Novidade que chega no sertão...

Aparício ganhou uma cabra. Novinha ainda. E a bichinha foi crescendo, comendo, do bom e do melhor, do que sobrava de comida do Hotel Familiar. Resto de frango frito, maionese, macarronada, couve e tutu com torresmo... Cabrinha não perdoava nada. Traçava tudo. Menos capim, porque capim ela nem via. De vez em quando lá ia o Aparício e sua cabra rua a fora para um passeio, assim como as madames fazem com seus cãezinhos perfumosos. Mas coisa inocente, sem malícias. De jeito nenhum Aparício tinha más intenções com sua cabra e a recíproca devia ser verdadeira. Amanda era o nome dela.
- Paríço, pruquê ocê não dá capim pr'essa cabra?
- Não. Quero caçá moda não, sô! Capim é muito dificultoso aqui na cidade. Quero acostumá a bichinha malacostumada não.

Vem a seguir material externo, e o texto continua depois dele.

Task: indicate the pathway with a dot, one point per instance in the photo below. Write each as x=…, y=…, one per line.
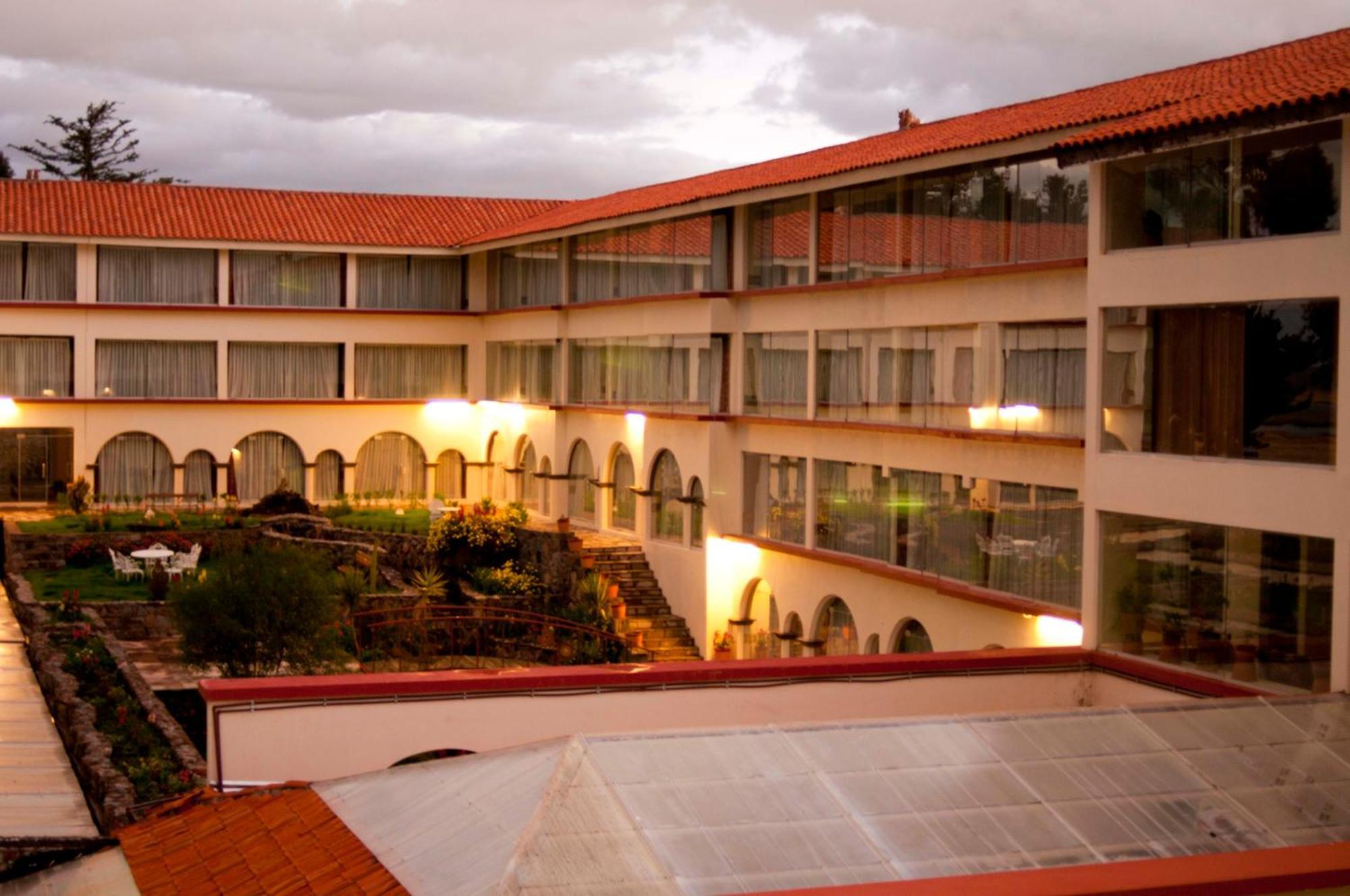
x=40, y=795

E toca-lhe frango frito, maionese, macarronada, couve e tutu com torresmo...
Num certo dia aparece em Tabuí um caminhão do governo. Carregadinho de fardos de capim pangola, ainda verdolengo, para ser distribuído aos fazendeiros. Novidade na região. Quem aprovasse ganhava sementes do dito cujo. Aparício resolveu fazer a cabrinha provar do capim. E Amanda não se fez de rogada. Botou pra quebrar. Comeu um fardo inteirinho da novidade. Mas teve uma reação estranha para sua mansidão cabral tão conhecida. Começou a pular e a berrar que ninguém segurava a danadinha. Nem seu dono, com todo o carinho do mundo, acariciando-a até nos cantinhos mais indiscretos, conseguia acalmar a bichinha.
- Dá água prela, Paríço! Água ajuda. Água relaxa...

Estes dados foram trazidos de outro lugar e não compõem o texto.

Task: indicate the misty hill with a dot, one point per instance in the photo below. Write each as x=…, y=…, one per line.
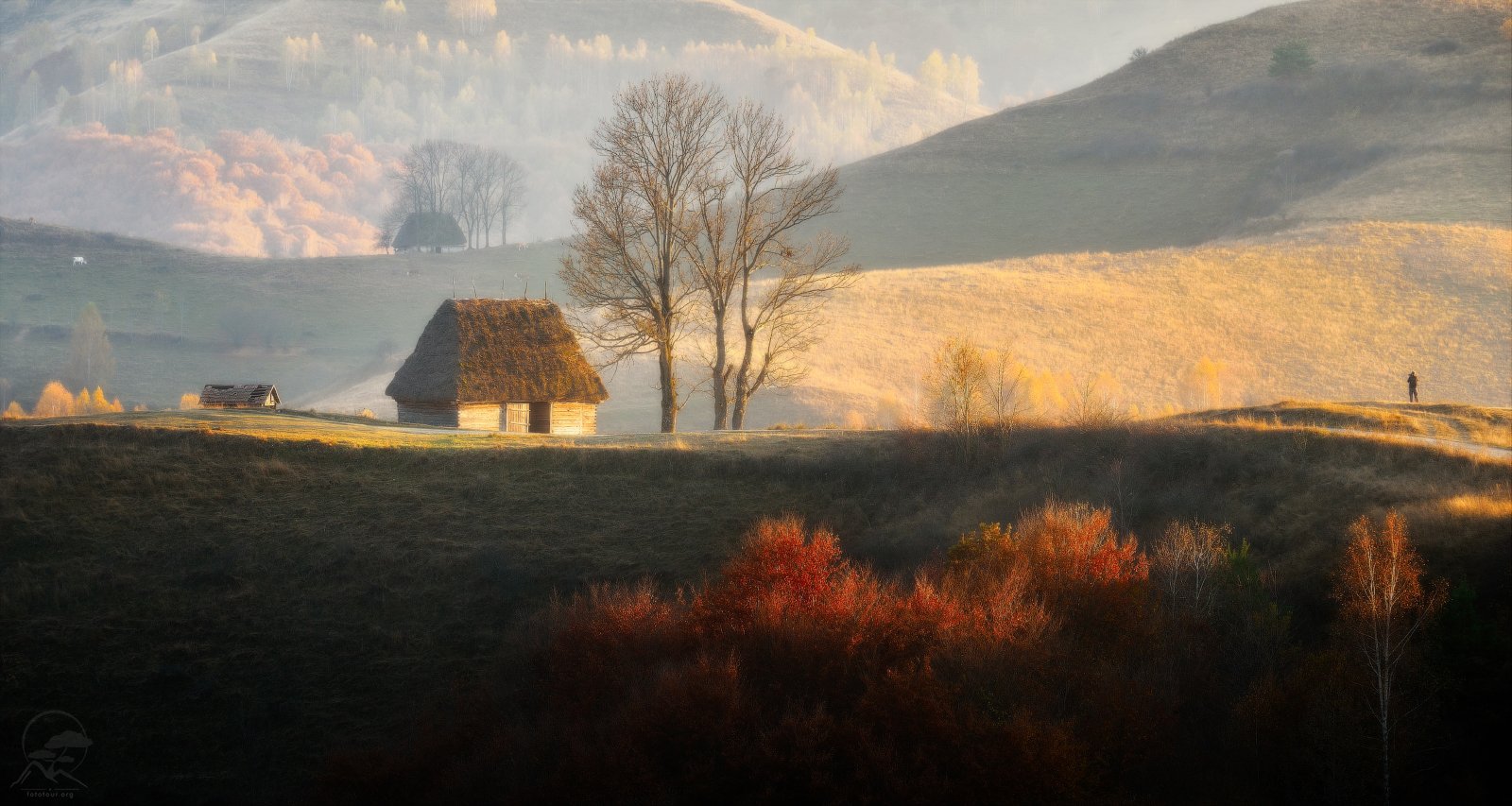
x=286, y=112
x=312, y=592
x=1403, y=118
x=1025, y=49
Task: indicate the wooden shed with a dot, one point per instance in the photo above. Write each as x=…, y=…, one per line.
x=239, y=397
x=499, y=365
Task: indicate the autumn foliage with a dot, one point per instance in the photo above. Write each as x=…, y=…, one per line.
x=1036, y=662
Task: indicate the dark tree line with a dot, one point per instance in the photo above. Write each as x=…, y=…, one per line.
x=695, y=224
x=480, y=186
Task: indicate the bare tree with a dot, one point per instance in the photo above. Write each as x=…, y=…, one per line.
x=504, y=183
x=1005, y=382
x=627, y=259
x=747, y=216
x=1186, y=561
x=1383, y=605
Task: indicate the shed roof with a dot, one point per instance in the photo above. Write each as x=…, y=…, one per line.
x=428, y=231
x=496, y=352
x=238, y=393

E trouxe o Aparício um balde com dez litros d'água que Amanda sorveu duma golada só. Depois de muito pulo e berro a danadinha ficou mais calma e, embora com a barrigona grande, deixou o pessoal passar a noite no sossego. Mas tristeza maior do Aparício não tinha acontecido ainda. Aconteceu de manhãzinha. Amiguinha não mais acordou. Morreu empanzinada. Estourada de tantos gases provocados pela desgraça da novidade chamada capim pangola.